George, like her colleagues on the Fed's rate-setting committee, has stated her desire to keep inflation under control. However, she has warned against raising interest rates too quickly during a period of economic uncertainty.
"I've been in the camp of steadier and slower [rate increases] to observe how the implications of a lag will play out," George remarked last month. "My concern is that a series of extremely large rate hikes will drive you to oversteer and miss those turning points."
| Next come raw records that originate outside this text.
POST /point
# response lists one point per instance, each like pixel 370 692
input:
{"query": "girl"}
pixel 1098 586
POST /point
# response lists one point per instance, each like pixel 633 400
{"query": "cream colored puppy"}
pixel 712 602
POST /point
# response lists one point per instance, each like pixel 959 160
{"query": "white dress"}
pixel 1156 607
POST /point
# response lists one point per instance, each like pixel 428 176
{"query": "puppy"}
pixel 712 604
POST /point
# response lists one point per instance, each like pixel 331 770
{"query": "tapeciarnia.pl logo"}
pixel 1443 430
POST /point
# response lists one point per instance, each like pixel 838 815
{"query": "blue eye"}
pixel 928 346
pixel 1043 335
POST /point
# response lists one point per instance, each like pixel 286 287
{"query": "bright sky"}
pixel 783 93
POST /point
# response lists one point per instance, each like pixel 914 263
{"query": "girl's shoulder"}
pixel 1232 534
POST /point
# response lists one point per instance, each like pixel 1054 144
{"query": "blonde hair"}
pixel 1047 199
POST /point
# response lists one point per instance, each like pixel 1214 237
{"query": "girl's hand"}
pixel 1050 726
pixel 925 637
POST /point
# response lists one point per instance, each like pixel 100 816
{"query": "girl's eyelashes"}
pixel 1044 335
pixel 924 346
With polls suggesting that inflation is voters' top concern, the Biden administration and most members of Congress have kept out of the way of the Fed's efforts to control prices. However, a few Democrats have begun to question the Fed's strategy, saying that fast rate hikes may put millions out of work.
"We are gravely worried that your interest rate hikes risk weakening the economy while failing to reduce increasing prices that continue to damage households," wrote Sen. Elizabeth Warren, D-Mass., and colleagues in a letter to Fed Chairman Jerome Powell on Monday.
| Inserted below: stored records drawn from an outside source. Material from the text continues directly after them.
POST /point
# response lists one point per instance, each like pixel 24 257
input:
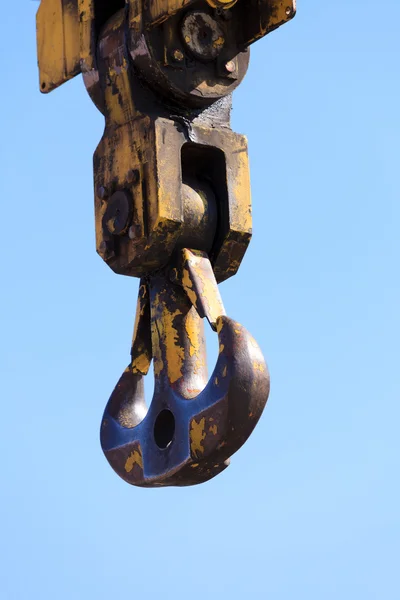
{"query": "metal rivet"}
pixel 178 55
pixel 102 192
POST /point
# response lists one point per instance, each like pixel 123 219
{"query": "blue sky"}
pixel 309 508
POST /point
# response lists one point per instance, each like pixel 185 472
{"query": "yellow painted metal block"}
pixel 57 23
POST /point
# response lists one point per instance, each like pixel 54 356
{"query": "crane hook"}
pixel 193 426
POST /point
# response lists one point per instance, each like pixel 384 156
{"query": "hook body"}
pixel 188 434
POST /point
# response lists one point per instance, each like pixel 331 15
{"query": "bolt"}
pixel 133 176
pixel 230 66
pixel 102 192
pixel 178 55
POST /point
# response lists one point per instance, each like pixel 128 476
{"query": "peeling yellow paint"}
pixel 197 435
pixel 135 458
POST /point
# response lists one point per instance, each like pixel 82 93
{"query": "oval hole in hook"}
pixel 164 429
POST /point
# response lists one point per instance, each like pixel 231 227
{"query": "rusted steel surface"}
pixel 173 207
pixel 194 424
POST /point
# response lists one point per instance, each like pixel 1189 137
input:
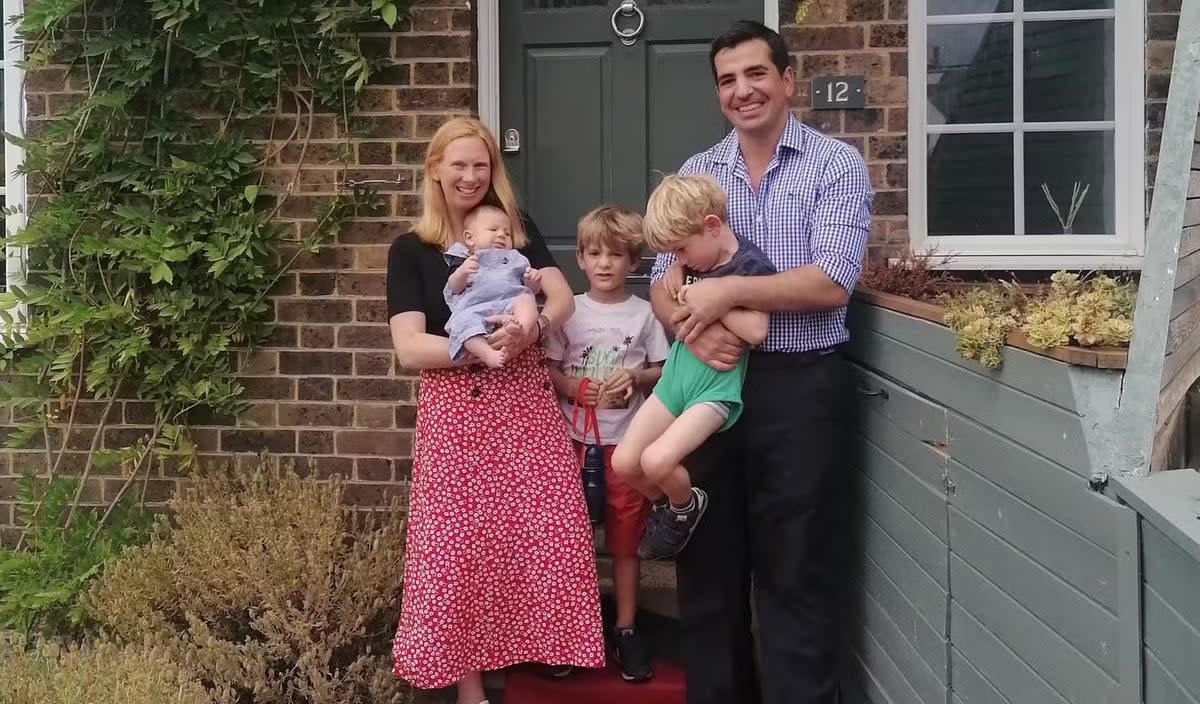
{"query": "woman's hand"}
pixel 533 280
pixel 510 336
Mortgage rates have already surpassed 7% for the first time in two decades, slowing the housing market to a halt.
Shawn Woods, a Kansas City homebuilder, said his company went from selling a dozen houses a month before the Fed began hiking rates to less than five.
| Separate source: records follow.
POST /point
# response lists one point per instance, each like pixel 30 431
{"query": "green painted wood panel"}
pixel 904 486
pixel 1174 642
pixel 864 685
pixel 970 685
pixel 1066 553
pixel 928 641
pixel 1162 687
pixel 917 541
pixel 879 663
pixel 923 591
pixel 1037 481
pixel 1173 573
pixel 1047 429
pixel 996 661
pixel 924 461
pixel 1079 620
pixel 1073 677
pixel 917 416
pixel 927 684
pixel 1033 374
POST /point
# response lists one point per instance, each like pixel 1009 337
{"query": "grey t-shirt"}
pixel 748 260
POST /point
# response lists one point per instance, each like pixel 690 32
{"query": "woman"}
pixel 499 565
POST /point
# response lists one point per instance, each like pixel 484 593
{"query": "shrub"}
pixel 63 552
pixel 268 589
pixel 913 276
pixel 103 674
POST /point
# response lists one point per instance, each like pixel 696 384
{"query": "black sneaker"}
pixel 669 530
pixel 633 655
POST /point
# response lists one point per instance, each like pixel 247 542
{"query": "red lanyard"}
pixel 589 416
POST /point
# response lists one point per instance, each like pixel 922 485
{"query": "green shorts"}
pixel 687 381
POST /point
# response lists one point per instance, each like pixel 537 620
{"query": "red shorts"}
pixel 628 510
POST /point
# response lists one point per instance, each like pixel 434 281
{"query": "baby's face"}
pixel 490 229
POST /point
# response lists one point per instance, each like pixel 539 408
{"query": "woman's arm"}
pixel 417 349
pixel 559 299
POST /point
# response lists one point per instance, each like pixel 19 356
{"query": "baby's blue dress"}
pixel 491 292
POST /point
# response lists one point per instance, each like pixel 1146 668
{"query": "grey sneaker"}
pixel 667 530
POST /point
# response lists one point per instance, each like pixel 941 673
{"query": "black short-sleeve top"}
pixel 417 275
"I never imagined we'd go from 3% [mortgage rates] to 7% in six months," said Woods, president of Ashlar Homes and the Home Builders Association of Kansas City.
"I believe we're in for a hard six to eight months," Woods predicted. "Typically, housing is what drives us into and out of downturns. And, from a housing standpoint, I believe we've been in a housing recession since March or April."
Despite the consequences of higher interest rates, Powell stated that the Fed has a responsibility to keep inflation under control.
"No one knows whether there will be a recession or not, or how severe that recession will be," Powell added. "Our aim is to bring back pricing stability so that we can have a vibrant labor market that benefits everyone in the long run."